Reduced Motion

Some Users Get Motion Sick — Respect Their Setting

Reduced Motion

`prefers-reduced-motion` exposes the user's preference to disable animations. A small global rule handles it.

3 min read Level 1/5 #css#accessibility#motion
What you'll learn
  • Detect the user's motion preference
  • Disable animations site-wide when requested
  • Keep meaningful transitions (just faster)

Some users have vestibular disorders that make on-screen motion cause nausea or dizziness. Big swooping animations are especially bad. The browser exposes their setting via prefers-reduced-motion.

Global Reset

@media (prefers-reduced-motion: reduce) {
  *, *::before, *::after {
    animation-duration: 0.01ms !important;
    animation-iteration-count: 1 !important;
    transition-duration: 0.01ms !important;
    scroll-behavior: auto !important;
  }
}

When the user has reduced motion on, every animation and transition effectively snaps.
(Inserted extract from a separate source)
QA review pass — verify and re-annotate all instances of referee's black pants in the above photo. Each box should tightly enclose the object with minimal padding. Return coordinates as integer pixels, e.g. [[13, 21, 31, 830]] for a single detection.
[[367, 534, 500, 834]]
State changes still happen — they just don’t animate.

Per-Animation Control

For more nuance — keep small UI transitions, disable big ones:

.modal {
  animation: slideUp 200ms ease;
}

@media (prefers-reduced-motion: reduce) {
  .modal {
    animation: fadeIn 100ms ease;   /* still visible, no motion */
  }
}

Reduced motion doesn’t mean no motion — it means subtle motion. A fade is fine; a slide is not.

In JavaScript

const prefersReducedMotion = matchMedia("(prefers-reduced-motion: reduce)").matches;

if (!prefersReducedMotion) {
  // start the parallax animation
}

matchMedia works for any media query.

scroll-behavior: smooth

Smooth scrolling is also motion. Always disable it for users with the preference set — which the global rule above already does.

How To Test

  • macOS — System Settings → Accessibility → Display → Reduce motion
  • Windows — Settings → Accessibility → Visual effects → Animation effects
  • iOS / Android — similar accessibility settings

Or in DevTools — emulate the preference via the Rendering panel (Chrome) or Accessibility inspector (Firefox).